Capitalia è in salute e le voci di nozze che tengono banco in Piazza Affari sono prive di fondamento: «Siamo soddisfatti» dell’andamento del gruppo «nei primi nove mesi», ha detto l’amministratore delegato Matteo Arpe che giovedì sottoporrà la trimestrale al vaglio del consiglio di amministrazione e l’indomani incontrerà la comunità finanziaria. «Inutile commentare ipotesi tutte già smentite», ha proseguito il top banker commentando lo scenario che ha puntato prima su un attacco da parte del Santander, peraltro smentito, poi di Unicredit. Quest’ultima ha bollato come «destituita di ogni fondamento» un’ipotetica Opa su Roma ma il mercato rimane in attesa della risposta di Capitalia (più 0,93% in Borsa) alla nascita di Intesa Sanpaolo. «La gran parte delle aziende europee sono contendibili e Capitalia non è un’anomalia», ha proseguito Arpe ricordando come «la contendibilità è sempre un valore. Così si allinea l’interesse di tutti: spinge il management a fare sempre meglio e gli azionisti a supportarlo.
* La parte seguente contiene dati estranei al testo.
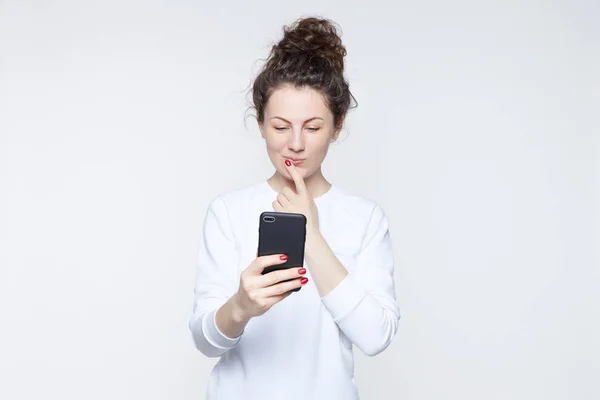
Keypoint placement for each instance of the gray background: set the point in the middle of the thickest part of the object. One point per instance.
(477, 131)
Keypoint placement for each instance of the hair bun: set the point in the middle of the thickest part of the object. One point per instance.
(314, 38)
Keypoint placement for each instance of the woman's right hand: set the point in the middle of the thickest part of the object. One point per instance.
(258, 293)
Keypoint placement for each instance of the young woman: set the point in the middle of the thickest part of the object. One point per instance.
(275, 343)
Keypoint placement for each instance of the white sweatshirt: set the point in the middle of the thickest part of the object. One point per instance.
(301, 348)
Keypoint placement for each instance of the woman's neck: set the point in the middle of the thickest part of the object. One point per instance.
(316, 184)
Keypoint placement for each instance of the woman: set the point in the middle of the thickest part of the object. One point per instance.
(275, 343)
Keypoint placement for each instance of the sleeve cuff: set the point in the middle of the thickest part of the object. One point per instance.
(214, 336)
(344, 298)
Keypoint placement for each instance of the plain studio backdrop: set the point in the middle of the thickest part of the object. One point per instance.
(476, 130)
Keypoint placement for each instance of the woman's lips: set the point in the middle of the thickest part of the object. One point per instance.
(295, 162)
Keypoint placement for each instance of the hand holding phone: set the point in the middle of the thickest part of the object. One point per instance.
(258, 292)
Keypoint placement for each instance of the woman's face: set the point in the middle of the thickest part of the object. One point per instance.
(297, 126)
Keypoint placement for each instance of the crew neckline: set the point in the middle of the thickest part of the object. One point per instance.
(325, 195)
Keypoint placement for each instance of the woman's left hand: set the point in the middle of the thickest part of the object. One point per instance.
(299, 201)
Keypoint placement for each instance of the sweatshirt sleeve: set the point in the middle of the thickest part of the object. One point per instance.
(215, 281)
(364, 303)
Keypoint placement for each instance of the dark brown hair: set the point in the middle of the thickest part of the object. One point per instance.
(310, 54)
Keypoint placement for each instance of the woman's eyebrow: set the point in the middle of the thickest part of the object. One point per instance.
(308, 120)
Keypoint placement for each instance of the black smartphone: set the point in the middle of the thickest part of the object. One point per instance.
(282, 233)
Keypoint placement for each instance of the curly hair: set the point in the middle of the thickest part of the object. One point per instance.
(310, 54)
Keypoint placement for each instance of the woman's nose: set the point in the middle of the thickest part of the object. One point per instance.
(296, 142)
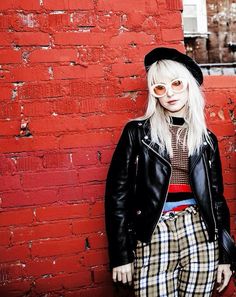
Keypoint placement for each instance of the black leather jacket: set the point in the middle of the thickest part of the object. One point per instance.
(137, 186)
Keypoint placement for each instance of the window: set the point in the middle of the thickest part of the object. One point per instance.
(195, 18)
(210, 34)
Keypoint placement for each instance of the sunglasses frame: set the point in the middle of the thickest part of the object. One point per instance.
(168, 86)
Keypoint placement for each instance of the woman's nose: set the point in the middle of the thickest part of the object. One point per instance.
(169, 92)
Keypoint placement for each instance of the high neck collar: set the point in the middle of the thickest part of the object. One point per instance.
(177, 121)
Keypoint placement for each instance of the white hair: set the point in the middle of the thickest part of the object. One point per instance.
(160, 119)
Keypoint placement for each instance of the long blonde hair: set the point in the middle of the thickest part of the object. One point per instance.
(160, 119)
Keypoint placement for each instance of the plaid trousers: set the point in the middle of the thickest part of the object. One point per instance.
(179, 260)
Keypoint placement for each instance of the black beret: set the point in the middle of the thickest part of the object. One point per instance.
(165, 53)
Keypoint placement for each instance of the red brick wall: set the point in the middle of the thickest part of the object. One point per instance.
(73, 70)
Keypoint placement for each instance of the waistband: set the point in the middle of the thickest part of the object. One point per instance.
(178, 205)
(172, 215)
(173, 188)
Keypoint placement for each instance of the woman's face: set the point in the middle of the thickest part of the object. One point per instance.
(174, 103)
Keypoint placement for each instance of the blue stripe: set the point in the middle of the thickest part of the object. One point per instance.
(170, 205)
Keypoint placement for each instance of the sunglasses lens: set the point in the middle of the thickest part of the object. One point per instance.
(177, 85)
(159, 90)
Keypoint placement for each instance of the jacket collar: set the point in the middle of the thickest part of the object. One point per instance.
(146, 137)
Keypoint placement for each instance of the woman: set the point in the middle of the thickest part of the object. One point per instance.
(164, 187)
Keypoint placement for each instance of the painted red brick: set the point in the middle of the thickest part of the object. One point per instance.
(53, 55)
(74, 69)
(67, 246)
(88, 226)
(49, 178)
(62, 212)
(10, 56)
(42, 231)
(68, 5)
(9, 182)
(14, 253)
(17, 217)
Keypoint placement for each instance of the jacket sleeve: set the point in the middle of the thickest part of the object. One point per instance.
(119, 188)
(220, 205)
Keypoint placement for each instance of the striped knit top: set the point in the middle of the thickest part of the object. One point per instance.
(179, 188)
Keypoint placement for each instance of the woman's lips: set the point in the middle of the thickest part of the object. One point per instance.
(172, 101)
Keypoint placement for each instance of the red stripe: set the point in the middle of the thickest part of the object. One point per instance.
(174, 188)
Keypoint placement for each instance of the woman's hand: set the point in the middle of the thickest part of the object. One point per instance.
(123, 273)
(223, 276)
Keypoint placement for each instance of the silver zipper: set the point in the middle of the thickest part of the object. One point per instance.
(208, 183)
(168, 181)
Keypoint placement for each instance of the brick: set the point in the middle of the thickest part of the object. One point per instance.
(6, 92)
(20, 198)
(68, 5)
(28, 163)
(127, 69)
(220, 82)
(7, 38)
(7, 166)
(41, 90)
(13, 199)
(26, 74)
(94, 292)
(9, 182)
(43, 266)
(53, 55)
(20, 4)
(82, 38)
(92, 174)
(49, 178)
(70, 194)
(84, 157)
(77, 280)
(98, 241)
(71, 281)
(130, 38)
(37, 109)
(10, 56)
(101, 275)
(9, 145)
(105, 121)
(57, 247)
(18, 217)
(85, 140)
(66, 106)
(78, 72)
(43, 231)
(9, 128)
(88, 226)
(106, 156)
(31, 38)
(170, 35)
(62, 212)
(5, 236)
(95, 258)
(55, 22)
(15, 253)
(93, 192)
(56, 160)
(91, 88)
(57, 123)
(125, 7)
(97, 209)
(9, 110)
(41, 197)
(16, 288)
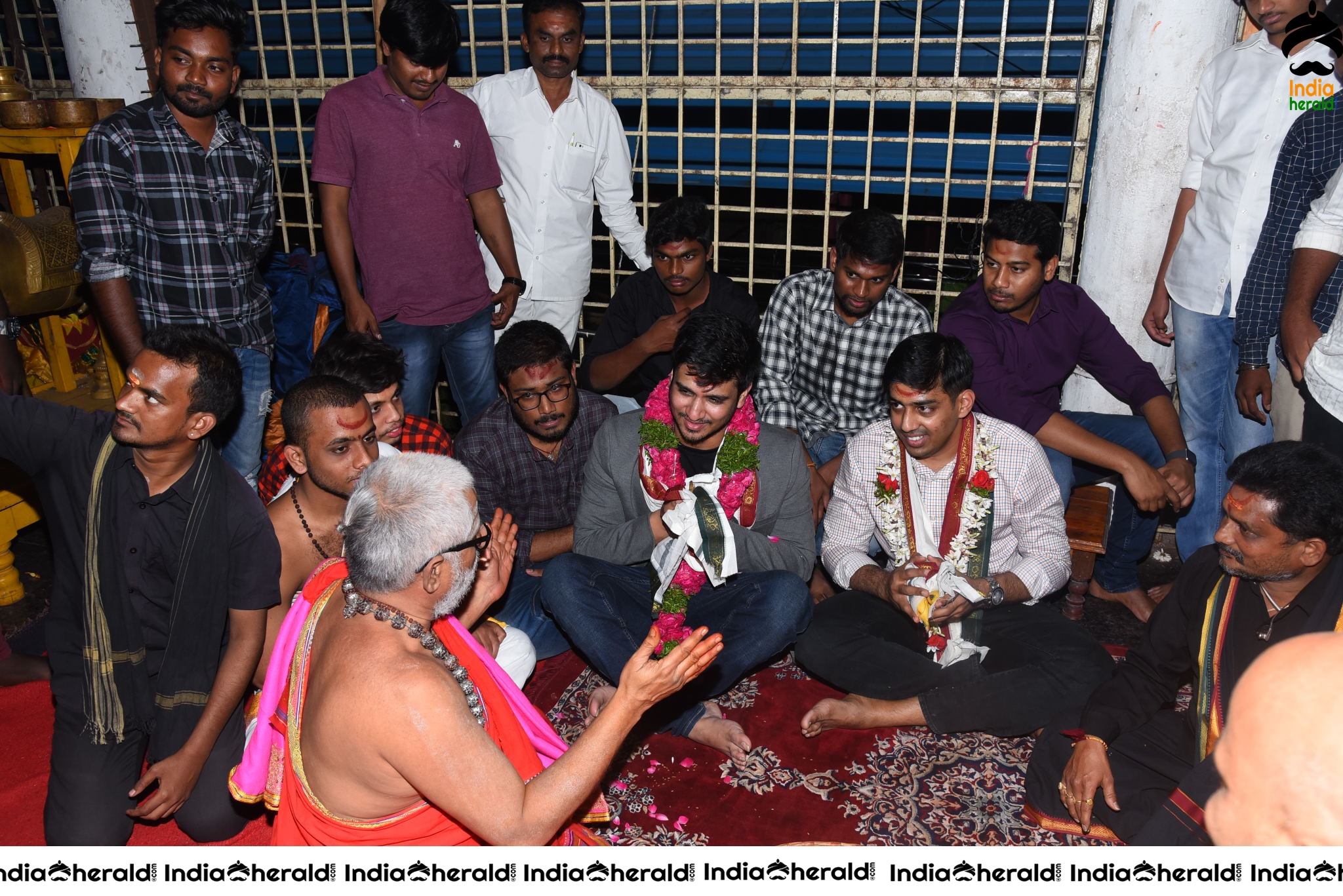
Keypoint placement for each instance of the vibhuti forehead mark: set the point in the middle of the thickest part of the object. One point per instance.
(353, 425)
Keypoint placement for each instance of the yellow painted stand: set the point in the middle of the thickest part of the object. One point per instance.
(62, 143)
(15, 513)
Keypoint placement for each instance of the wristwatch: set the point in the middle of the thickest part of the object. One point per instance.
(1185, 454)
(995, 593)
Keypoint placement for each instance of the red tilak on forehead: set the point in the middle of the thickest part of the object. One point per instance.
(353, 425)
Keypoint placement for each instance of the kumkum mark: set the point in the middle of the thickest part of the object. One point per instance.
(355, 425)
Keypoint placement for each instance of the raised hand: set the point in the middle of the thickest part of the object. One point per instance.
(661, 336)
(496, 567)
(645, 680)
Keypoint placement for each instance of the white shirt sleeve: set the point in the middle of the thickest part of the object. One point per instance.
(1323, 225)
(614, 191)
(1199, 134)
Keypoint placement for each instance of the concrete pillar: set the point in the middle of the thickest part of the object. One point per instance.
(1157, 52)
(102, 49)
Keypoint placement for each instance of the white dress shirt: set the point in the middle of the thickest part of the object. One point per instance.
(1323, 230)
(1029, 537)
(553, 166)
(1241, 116)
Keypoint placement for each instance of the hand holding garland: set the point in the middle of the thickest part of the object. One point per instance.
(944, 610)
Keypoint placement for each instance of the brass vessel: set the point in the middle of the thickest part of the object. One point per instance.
(23, 113)
(71, 113)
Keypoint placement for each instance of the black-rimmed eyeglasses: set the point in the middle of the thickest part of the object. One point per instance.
(480, 543)
(532, 400)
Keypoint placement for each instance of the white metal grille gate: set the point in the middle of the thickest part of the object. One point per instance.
(784, 115)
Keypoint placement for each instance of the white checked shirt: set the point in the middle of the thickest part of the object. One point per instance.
(553, 166)
(1029, 535)
(820, 374)
(1323, 229)
(1241, 116)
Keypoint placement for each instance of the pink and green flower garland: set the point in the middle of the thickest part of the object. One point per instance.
(662, 477)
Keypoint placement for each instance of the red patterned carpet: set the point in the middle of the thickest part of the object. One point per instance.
(894, 786)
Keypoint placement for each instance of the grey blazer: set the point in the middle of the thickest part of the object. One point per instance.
(612, 519)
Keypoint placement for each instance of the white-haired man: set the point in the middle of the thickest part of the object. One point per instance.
(1281, 749)
(422, 739)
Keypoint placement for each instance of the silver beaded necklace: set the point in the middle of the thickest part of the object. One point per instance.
(356, 602)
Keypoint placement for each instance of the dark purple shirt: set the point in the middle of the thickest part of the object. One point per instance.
(410, 171)
(1020, 368)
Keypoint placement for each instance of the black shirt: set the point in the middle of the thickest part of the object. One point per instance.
(58, 446)
(696, 461)
(638, 303)
(1170, 649)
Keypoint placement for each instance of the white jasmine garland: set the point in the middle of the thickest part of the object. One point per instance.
(974, 509)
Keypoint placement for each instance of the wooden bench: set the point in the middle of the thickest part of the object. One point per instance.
(1088, 524)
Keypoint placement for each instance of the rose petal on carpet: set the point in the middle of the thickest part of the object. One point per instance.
(889, 786)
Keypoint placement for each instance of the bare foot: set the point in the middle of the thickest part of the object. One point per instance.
(1136, 601)
(820, 586)
(598, 700)
(1158, 591)
(861, 712)
(723, 735)
(20, 668)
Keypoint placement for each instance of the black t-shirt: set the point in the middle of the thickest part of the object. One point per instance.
(638, 303)
(58, 446)
(696, 461)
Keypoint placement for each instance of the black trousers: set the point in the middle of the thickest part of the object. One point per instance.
(87, 794)
(1149, 764)
(1319, 426)
(1037, 663)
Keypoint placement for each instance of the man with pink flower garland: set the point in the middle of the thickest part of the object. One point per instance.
(716, 505)
(971, 499)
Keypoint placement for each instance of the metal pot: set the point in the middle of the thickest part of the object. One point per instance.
(71, 113)
(108, 106)
(23, 113)
(11, 85)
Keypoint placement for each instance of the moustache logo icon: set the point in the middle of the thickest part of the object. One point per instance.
(1311, 68)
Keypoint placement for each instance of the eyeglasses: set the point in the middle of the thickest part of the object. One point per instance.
(480, 543)
(532, 400)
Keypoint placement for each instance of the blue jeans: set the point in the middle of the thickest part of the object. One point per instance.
(1217, 435)
(607, 612)
(824, 449)
(241, 437)
(523, 610)
(468, 354)
(1131, 531)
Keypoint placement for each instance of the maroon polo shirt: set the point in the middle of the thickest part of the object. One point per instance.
(1020, 368)
(410, 171)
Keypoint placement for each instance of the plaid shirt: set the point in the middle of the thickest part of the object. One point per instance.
(817, 372)
(418, 435)
(1311, 153)
(510, 473)
(183, 225)
(1029, 537)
Questa struttura è stata la base del successo che il gruppo ha ottenuto in termini di crescita negli ultimi 5 anni». Quanto al riassetto del patto di sindacato in seguito all’uscita di Pirelli, Arpe ha ribattuto alle critiche sull’arrotondamento della quota della Fondazione Manodori: l’Ente «ha guadagnato il 10% nel giro di pochi giorni, non si presta a critiche, forse sarebbe stato da criticare il contrario».